The following changes made are noteworthy.
We now have only one team: the Scrum Team. Previously the Team was defined by a PO, an SM and the Dev Team (or team of developers). In its new version, the Dev Team gives way to “Devs” (developers). Thus, a Scrum Team was formed by PO, SM and Devs. Time now exists only one. An attempt to lower internal barriers and increase group commitment.
Roles and Accountabilities
Following the same tune, the Roles that were already defined by Responsibilities now boil down to Accountabilities. In Portuguese, both terms would be defined as responsibilities. However, according to the authors, the term Role was removed because it was being used incorrectly as a position in many organizations. In a way it seems to me that flexibility was sought again. By removing the Roles and defining accountabilities for team members, there was also the possibility of having other accountabilities associated with Team members, in addition to those defined in the guide. However, the Team continues to be formed by a PO, an SM and Devs.
In order to avoid that the Team is simply a manufacturer of features, running Sprints with the objective of performing as much work as possible, eventually losing the perspective of real value for the customer, the guide now introduces the concept of Product Goal. The Product Goal serves to keep the team oriented to what the customer really wants – Focus.
At the same time, this also allows the creation of good Definitions of Completed – DOD (Definition of Done) – used to evaluate the product increment, since they must always be created with a view to achieving the Product Goal.
The guide now makes it clear that for each of the following artifacts there is an associated orientation: Product Backlog oriented towards the Product Goal; Sprint Backlog oriented towards Sprint’s Goal; and Increment oriented to the Definition of Completed.
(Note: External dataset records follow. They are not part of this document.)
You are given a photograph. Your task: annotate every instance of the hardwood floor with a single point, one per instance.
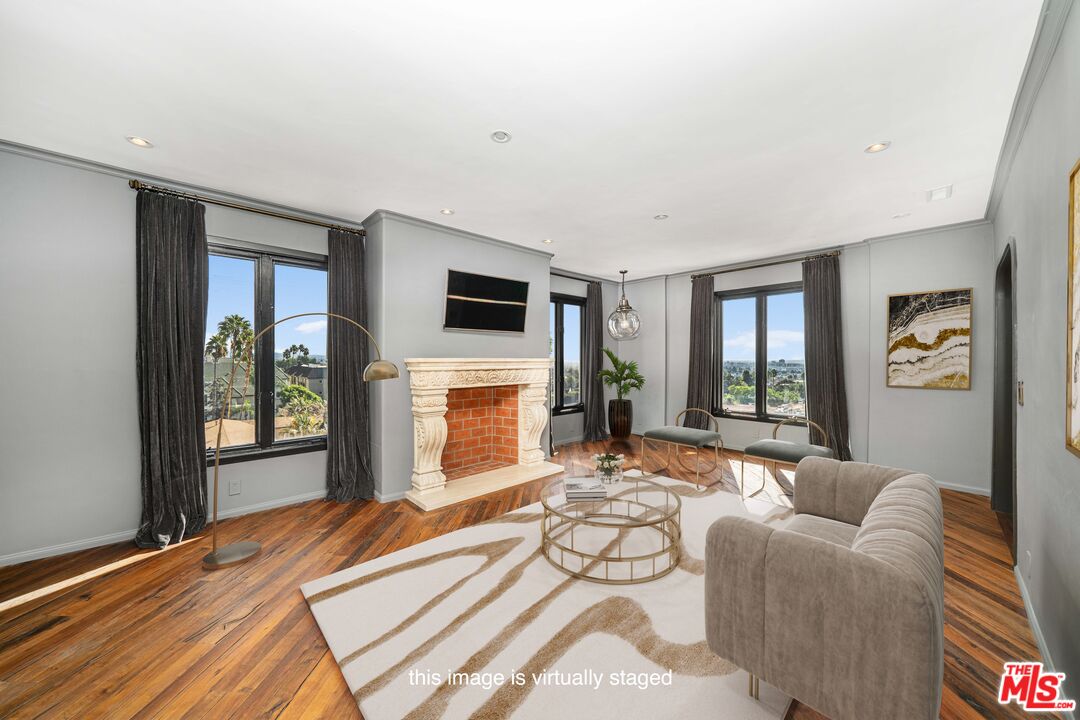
(153, 635)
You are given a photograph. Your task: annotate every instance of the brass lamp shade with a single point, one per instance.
(380, 369)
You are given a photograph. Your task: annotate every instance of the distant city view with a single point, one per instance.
(784, 376)
(299, 364)
(785, 386)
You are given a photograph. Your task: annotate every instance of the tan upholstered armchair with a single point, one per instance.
(842, 606)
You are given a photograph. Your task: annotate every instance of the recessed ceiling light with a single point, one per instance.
(943, 192)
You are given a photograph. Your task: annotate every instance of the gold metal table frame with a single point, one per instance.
(625, 512)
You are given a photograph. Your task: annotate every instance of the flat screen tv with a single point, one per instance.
(483, 303)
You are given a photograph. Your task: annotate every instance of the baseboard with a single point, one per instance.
(390, 497)
(63, 548)
(270, 504)
(1033, 620)
(963, 488)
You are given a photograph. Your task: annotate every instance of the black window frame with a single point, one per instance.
(561, 301)
(760, 294)
(265, 445)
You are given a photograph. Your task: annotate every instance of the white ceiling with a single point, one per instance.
(744, 121)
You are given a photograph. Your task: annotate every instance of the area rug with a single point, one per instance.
(477, 624)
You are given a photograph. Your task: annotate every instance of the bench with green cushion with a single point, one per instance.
(785, 451)
(689, 436)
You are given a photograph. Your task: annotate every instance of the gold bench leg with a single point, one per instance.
(765, 480)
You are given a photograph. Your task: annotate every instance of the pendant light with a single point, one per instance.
(623, 323)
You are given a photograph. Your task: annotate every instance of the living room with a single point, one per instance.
(473, 361)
If you use Scrumhalf, there is already room for everything: Product Goal in the project description, Sprint Goal in the Sprint description, and DOD in your project settings.
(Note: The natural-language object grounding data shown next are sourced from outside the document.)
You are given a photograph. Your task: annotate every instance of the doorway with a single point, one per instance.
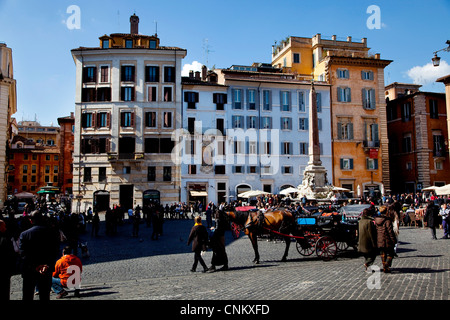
(126, 196)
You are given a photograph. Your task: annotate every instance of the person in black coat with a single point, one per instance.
(199, 239)
(39, 249)
(431, 218)
(7, 261)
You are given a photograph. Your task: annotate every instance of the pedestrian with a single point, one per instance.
(444, 213)
(39, 248)
(95, 224)
(199, 239)
(62, 274)
(219, 257)
(367, 238)
(7, 261)
(431, 218)
(386, 238)
(136, 221)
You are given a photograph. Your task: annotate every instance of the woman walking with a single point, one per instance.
(386, 238)
(367, 238)
(199, 239)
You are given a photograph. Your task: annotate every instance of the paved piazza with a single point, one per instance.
(125, 268)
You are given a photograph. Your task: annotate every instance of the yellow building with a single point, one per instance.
(358, 106)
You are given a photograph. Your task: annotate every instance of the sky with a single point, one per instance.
(215, 33)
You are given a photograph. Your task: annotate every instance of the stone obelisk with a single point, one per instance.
(314, 182)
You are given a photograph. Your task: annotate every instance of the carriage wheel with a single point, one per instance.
(326, 248)
(235, 230)
(342, 246)
(306, 247)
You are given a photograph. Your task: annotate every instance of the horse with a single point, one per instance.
(256, 223)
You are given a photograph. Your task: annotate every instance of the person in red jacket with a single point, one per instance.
(62, 275)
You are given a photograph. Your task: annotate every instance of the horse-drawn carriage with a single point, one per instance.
(323, 233)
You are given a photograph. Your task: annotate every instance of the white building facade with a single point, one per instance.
(127, 105)
(251, 132)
Still on the same path, that of providing transparency and generating focus, the guide starts to include in the planning of a Sprint, in addition to the usual questions of what to do and how to do it, the need to show why why to do it. This demonstrates Scrum’s commitment to promoting the alignment of the entire Team in one direction.
In its earlier versions the guide stated that the team, or the Devs, were self-organizing. This time, the guide starts to define the team as self-managed, in a way establishing that the team itself can define who will perform each of the tasks. It may pass only as a rewrite, but it may have other consequences. Let’s see how this change will impact, if any.
It is certainly commendable to reduce the size of the guide, as well as the intention to make it less prescriptive. The changes in general are simple and effective, even if in a way they are just a new guise for existing practices, as in the case of the change from self-organized to self-managed.
The big disappointment, however, was due to the scope of the guide, especially with regard to the language used. During its launch, we had the opportunity to ask, for example, “why did the guide insist on Devs, if that is an exaggerated IT term”. The answer came well below what was expected. The panelists claim that several Teams from different areas were consulted and that the professionals considered themselves Devs, that is, developers, because they develop some type of product or service. Honestly, it didn’t convince me. Agilists who work with non-software development teams always find it difficult to use different terms than what is defined in Scrum, in order to better adapt the framework to the reality of their areas. A real change in this direction would be very welcome.
Finally, considering the current market and the organization of work in Scrum itself, the effect of removing roles, replacing them with accountabilities only, will have little practical effect, in our opinion. However, at the end, this will at least provide a topic for heated debates, as we already can see on social networks. Just to have an idea, take a look at this definitions.
I hope that user feedback will influence an upcoming version of the guide, making it really more suitable for other professional areas.
Have you read the new guide? What do you think?